The Power of a Good Enough Day
There was a time when I measured the success of a day by checkboxes—therapy goals met, meals eaten, behaviors managed, smiles captured on camera. A day was “good” if we did all the things. If nothing went wrong. If I felt in control.
But then came the days when we didn’t check any of the boxes. When progress looked like sitting on the floor and not screaming. When “lunch” was Goldfish crackers and apple slices—again. When I couldn’t tell if we were moving forward or just treading water. Those were the days that unraveled my old definitions of success.
And oddly, those were also the days that taught me the most.
Somewhere along this journey—both as a parent and a pediatric occupational therapist—I began to understand the quiet strength of what I now call the good enough day.
A good enough day is not Pinterest-worthy. It doesn’t have a curated schedule or perfectly regulated behavior. It might involve a meltdown, a frozen waffle, and more screen time than I’d like to admit.
But a good enough day also has presence. It has a moment of connection: a shared laugh, a deep breath, a hand held through the hard parts. It has resilience, even when things go sideways. It has small sparks of “we’re doing our best” and the grace to let that be enough.
We live in a culture that glorifies more. More therapy hours. More parenting strategies. More progress. But more isn’t always better—it’s just more. And for families like ours, chasing perfection can quickly become a fast track to burnout.
The truth is: good enough is powerful.
It’s sustainable. It leaves room for the child you actually have, not the one you imagined. It allows you, the parent, to be human. It gives everyone space to breathe, to repair, to rest—and to grow.
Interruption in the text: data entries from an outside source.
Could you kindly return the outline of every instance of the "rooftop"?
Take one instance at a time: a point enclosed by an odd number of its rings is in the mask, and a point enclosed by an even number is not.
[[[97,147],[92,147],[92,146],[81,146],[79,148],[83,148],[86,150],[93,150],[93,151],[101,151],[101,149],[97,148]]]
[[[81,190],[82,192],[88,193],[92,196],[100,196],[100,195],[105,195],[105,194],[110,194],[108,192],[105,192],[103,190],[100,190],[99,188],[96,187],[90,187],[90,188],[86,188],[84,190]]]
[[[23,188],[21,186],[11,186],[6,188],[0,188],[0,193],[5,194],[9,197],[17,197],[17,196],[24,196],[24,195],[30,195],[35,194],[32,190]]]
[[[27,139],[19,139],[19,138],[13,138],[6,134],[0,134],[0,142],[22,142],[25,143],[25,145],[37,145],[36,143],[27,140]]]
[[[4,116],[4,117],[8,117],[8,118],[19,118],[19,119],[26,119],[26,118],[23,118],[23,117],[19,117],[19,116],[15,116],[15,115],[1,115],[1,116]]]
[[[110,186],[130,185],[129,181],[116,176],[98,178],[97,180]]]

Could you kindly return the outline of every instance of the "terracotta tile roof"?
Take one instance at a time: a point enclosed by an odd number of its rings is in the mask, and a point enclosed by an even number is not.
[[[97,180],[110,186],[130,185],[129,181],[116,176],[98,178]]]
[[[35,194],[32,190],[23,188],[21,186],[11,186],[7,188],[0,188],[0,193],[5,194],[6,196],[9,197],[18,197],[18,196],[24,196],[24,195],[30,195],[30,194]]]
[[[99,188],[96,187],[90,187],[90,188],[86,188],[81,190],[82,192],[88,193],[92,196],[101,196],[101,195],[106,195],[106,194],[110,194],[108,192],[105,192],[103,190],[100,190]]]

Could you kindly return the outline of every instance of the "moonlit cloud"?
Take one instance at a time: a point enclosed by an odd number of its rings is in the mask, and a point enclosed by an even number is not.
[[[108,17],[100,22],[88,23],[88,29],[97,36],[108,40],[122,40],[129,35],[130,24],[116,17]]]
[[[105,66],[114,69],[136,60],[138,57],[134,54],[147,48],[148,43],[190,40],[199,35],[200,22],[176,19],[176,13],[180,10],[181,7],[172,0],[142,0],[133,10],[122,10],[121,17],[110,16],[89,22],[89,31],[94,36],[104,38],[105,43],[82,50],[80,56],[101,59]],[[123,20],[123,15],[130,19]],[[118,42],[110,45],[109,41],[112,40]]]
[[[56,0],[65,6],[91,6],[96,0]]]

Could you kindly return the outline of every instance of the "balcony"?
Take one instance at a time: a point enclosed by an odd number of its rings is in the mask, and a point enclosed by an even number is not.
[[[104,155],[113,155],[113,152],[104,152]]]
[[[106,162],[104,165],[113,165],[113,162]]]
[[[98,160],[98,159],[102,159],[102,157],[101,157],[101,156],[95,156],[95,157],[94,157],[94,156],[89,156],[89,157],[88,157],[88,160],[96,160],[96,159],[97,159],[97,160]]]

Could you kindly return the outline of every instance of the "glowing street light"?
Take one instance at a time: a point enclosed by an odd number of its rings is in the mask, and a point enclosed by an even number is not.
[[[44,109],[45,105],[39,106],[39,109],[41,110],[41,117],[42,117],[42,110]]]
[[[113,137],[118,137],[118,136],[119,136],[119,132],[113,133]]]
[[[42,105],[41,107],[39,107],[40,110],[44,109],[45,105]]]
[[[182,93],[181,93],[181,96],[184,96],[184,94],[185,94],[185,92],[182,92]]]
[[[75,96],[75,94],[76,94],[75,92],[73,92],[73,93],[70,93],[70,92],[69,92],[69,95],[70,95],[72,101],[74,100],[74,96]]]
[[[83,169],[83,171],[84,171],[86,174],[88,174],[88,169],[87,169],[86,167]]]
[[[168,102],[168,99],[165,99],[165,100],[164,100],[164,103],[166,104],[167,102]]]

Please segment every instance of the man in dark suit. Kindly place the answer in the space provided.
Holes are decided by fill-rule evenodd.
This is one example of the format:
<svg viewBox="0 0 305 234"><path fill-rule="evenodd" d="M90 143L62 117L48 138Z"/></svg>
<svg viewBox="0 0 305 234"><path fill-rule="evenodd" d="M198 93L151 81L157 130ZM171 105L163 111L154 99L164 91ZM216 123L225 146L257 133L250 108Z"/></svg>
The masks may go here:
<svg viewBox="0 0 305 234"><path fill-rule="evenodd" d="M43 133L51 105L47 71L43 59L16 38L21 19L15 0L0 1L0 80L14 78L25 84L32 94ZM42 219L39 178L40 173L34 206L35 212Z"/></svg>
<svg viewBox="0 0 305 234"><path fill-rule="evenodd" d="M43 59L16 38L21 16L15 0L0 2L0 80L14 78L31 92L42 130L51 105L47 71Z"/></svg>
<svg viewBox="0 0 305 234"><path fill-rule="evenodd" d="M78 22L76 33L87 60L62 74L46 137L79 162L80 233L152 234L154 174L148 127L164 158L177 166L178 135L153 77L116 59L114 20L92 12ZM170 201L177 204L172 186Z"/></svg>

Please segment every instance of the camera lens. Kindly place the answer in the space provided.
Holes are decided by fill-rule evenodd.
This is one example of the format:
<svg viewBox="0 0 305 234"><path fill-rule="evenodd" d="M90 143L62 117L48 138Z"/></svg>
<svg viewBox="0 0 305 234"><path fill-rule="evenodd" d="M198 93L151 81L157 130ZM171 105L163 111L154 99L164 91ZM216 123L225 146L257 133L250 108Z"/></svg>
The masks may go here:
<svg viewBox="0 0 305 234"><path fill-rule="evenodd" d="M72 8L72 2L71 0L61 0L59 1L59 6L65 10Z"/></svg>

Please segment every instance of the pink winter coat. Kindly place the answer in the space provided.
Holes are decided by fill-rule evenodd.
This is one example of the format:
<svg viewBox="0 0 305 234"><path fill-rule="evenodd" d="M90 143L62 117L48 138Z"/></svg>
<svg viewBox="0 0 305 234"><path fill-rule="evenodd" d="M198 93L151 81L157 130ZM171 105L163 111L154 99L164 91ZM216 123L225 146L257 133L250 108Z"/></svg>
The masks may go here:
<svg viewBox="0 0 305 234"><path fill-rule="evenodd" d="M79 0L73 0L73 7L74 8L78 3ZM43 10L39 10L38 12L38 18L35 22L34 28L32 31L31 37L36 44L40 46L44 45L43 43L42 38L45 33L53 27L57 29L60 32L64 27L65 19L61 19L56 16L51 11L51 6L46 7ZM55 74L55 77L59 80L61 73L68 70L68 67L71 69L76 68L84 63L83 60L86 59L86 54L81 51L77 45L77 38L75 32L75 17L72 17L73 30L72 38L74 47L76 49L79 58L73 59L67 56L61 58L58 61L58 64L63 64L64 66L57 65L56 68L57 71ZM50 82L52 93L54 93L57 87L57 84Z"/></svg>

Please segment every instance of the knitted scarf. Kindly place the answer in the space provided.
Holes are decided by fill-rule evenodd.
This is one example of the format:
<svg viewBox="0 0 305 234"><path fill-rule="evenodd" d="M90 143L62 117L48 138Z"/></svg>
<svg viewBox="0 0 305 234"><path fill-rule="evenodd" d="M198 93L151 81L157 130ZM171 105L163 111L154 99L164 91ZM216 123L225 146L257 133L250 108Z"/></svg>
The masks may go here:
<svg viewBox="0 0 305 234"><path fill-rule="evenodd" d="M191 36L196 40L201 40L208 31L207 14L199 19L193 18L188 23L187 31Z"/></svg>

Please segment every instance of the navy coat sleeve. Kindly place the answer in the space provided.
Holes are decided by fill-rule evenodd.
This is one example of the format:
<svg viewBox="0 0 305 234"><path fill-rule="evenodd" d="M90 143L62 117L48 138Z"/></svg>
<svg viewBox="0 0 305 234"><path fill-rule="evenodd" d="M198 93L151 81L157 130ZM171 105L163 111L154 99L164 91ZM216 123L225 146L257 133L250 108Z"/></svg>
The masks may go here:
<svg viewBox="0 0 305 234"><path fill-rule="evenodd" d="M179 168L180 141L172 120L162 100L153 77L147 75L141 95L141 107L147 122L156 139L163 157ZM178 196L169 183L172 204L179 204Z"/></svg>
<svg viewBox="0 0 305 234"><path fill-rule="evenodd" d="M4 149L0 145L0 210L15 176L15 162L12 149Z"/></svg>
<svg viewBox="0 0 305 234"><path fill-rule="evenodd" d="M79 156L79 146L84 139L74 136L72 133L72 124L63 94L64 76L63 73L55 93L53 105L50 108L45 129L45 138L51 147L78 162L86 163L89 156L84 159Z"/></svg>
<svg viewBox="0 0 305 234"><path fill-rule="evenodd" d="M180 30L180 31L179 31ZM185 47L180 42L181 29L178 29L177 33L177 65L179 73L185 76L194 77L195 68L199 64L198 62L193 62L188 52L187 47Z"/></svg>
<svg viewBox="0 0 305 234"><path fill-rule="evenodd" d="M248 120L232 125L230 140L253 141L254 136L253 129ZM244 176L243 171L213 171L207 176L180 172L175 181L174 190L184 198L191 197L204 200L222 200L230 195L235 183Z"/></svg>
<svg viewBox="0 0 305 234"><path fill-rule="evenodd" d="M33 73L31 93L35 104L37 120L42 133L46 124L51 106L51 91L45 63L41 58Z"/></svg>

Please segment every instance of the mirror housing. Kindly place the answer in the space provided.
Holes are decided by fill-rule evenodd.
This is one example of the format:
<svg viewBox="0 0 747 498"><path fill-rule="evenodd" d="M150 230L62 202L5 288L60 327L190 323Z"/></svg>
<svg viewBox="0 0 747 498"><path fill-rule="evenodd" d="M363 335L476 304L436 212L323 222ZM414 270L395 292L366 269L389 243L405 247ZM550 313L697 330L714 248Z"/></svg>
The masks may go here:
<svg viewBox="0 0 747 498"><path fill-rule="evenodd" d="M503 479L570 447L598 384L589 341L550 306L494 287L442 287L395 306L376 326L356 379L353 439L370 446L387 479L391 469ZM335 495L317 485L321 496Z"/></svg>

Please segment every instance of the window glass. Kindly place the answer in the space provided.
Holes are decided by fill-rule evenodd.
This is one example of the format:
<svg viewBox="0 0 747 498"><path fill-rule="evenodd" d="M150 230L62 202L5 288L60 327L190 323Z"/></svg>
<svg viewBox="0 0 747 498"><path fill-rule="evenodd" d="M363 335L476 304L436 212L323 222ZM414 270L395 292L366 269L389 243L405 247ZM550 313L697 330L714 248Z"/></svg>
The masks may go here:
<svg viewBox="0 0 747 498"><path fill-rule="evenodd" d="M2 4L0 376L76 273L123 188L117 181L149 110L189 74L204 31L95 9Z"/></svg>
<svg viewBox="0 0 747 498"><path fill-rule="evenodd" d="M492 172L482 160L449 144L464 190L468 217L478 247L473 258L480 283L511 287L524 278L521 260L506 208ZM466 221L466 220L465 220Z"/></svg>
In my therapy sessions, I often remind families that regulation comes before participation. That safety and connection are the soil from which all learning grows. The same is true for us, as caregivers. We don’t need to master every moment. We just need to keep showing up.
So if today was messy and unpredictable, but you kept going?
If your child struggled, and you didn’t have all the answers, but you stayed present?
If you laughed once, or cried together, or just made it to bedtime?
That counts.
That matters.
That’s a good enough day.
And sometimes, that’s more than enough.